TomWildenhain-Microsoft commented 3 years ago

Ok, then we need to find the data in the keras model's lookup table without saving it. The challenge here is that the lookup table is held inside the TF runtime and it can be challenging to extract it. Normally a second copy is stored on the keras model itself, and this method searches for it:

https://github.com/onnx/tensorflow-onnx/blob/04d24880751e4f753623d9097819e793e75962a9/tf2onnx/tf_loader.py#L406

You'll need to find where the lookup table info is stored on the keras model.

hanzigs commented 3 years ago

ok, how to do that?

TomWildenhain-Microsoft commented 3 years ago

Can you attach a debugger?

hanzigs commented 3 years ago

is that mean, the flask in debug mode?

TomWildenhain-Microsoft commented 3 years ago

Are you using VSCode or another IDE?

hanzigs commented 3 years ago

yeah VSCode

TomWildenhain-Microsoft commented 3 years ago

Great. Launch the app in debug mode: https://code.visualstudio.com/docs/python/tutorial-flask#_run-the-app-in-the-debugger

Drop a breakpoint after model creation. Use the debug console to explore the model's attributes... sorry it's a bit tricky.

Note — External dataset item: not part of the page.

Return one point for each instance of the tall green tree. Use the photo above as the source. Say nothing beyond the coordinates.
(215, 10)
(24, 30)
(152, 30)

hanzigs commented 3 years ago

yeah here is the screen shot, what to be checked there image

hanzigs commented 3 years ago

do I need to step into from_keras() and go to this function def _get_hash_table_info_from_trackable(trackable, table_names, key_dtypes, value_dtypes, ?

TomWildenhain-Microsoft commented 3 years ago

One moment, I'm checking something.

TomWildenhain-Microsoft commented 3 years ago

In the model, you want to find the table's resource handle and dtype. The resource handle is key, since it lets you request the lookup table's contents from tensorflow. For mine, it is stored on the lookup table layer:

image

Going a few layers deep, I find: image

You really shouldn't have to find it manually since we do a pretty comprehensive search, but autokeras must put it somewhere we don't expect.

TomWildenhain-Microsoft commented 3 years ago

If you find it, we can update our search to find it automatically for you based on the attributes it end up on.